Despite the potential advantages of small incision lenticule extraction (SMILE) over femtosecond laser–assisted laser in situ keratomileusis (FS-LASIK) and photorefractive keratectomy (PRK), the procedure is characterized by a steeper learning curve, during which intraoperative complications may occur.1–5 Black spots leading to difficult dissection, inadvertent dissection of the posterior plane, an improper technique of dissection, false plane creation, and excessive tissue handling may cause retention of the whole lenticule or part of it, resulting in irregular astigmatism and an unacceptable outcome.2
We report two cases of irregular astigmatism due to retained lenticule tissues after complicated SMILE and describe their management using the CIRCLE software (Carl Zeiss Meditec, Jena, Germany). It must be emphasized here that the described use is a “therapeutic” indication of this software, the recommended clinical indication being enhancement following SMILE.2,6
A 33-year-old woman presented with a history of undergoing SMILE in both eyes 4 months previously for myopic astigmatism of −1.00 −3.75 × 15° in the right eye and −2.50 −4.25 × 170° in the left eye. The surgery was uneventful in the right eye, but the surgical course in the left eye was complicated, leading to a suboptimal outcome.
On presentation, her uncorrected distance visual acuity (UDVA) was 20/20 in the right eye and 20/60 in the left eye, correcting to 20/40 partial with −1.00 −1.00 × 125°. On reviewing the surgical video (Video 1, available in the online version of this article), a large black patch was noticed during the lenticule cut creation, which extended approximately from the center of the cornea toward the access incision superiorly. Consequently, the surgeon had difficulty in separating the lenticule tissue corresponding to this area. However, he was successful in extracting the lenticule by performing the manual dissection, and the lenticule appeared to be intact on inspection. Because the lenticule was extracted completely, the possibility of having retained lenticule tissue was deemed to be remote.

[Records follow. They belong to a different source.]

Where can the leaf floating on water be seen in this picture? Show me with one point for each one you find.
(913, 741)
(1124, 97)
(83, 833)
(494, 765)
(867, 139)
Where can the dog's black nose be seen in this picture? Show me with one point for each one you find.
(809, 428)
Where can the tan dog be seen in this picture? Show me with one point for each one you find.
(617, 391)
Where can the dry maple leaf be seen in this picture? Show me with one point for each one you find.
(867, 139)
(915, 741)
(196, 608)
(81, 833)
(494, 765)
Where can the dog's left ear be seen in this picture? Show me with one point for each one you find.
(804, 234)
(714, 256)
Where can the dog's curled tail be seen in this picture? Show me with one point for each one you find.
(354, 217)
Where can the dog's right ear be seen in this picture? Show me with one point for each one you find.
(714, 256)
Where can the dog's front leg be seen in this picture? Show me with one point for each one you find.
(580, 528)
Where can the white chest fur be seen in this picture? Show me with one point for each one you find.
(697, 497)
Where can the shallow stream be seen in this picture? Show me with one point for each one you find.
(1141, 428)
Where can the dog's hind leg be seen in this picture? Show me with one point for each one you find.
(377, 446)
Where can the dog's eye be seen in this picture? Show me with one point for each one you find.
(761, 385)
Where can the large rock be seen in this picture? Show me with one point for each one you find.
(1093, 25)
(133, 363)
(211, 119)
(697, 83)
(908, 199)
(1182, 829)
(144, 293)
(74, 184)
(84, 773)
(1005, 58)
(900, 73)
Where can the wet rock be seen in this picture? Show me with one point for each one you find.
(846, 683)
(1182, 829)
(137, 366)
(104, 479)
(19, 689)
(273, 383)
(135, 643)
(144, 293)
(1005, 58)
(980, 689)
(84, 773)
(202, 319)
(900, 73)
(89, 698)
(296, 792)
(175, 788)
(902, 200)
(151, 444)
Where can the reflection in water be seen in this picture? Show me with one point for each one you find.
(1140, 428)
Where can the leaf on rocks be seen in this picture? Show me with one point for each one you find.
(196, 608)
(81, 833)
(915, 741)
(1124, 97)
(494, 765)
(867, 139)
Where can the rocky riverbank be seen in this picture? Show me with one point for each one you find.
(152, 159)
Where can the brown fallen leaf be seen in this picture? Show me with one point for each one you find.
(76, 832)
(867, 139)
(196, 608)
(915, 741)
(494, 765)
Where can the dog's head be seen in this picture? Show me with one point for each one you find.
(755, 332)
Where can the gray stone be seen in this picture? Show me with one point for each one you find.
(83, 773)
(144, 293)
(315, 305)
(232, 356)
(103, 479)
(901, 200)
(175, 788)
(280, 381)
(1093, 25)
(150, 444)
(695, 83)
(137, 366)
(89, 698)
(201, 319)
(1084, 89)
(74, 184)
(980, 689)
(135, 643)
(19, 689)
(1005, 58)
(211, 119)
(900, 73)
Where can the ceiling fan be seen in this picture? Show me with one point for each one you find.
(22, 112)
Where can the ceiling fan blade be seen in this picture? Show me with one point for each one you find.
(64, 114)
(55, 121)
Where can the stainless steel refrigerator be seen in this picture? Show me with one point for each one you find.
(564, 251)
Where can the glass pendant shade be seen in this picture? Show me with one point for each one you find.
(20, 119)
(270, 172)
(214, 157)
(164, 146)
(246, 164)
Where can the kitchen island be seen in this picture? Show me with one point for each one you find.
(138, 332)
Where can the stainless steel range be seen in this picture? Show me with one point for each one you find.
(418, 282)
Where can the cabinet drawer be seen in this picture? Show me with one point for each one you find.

However, postoperative topography with the Pentacam HR (Oculus Optikgeräte GmbH, Wetzlar, Germany) showed irregular astigmatism and central steepening (K1 [flat keratometry] = 44.20 diopters [D], K2 [steep keratometry] = 46.30 D, Sim K [simulated keratometry] = 45.20 D) (Figure 1A1). Tissue irregularity was also noticeable in the superior part of the cornea in the clinical photograph taken in retroillumination, after dilatation (Figure AA1, available in the online version of this article). Anterior segment optical coherence tomography (AS-OCT) (Optovue; iVue, Fremont, CA) showed an area of hyporeflectivity and irregularity, but did not reveal any retained tissue (Figure 2A1). Visual quality as assessed with the HD Analyzer (Visiometrics SL, Terrassa, Spain) showed poor quality of vision with an Objective Scatter Index score of 9.2, suggesting high optical scatter in the interface (Figure BA1, available in the online version of this article). These findings led us to conclude that there were interface irregularity and scarring due to excessive tissue manipulation, which was causing irregular astigmatism and a worsening of CDVA.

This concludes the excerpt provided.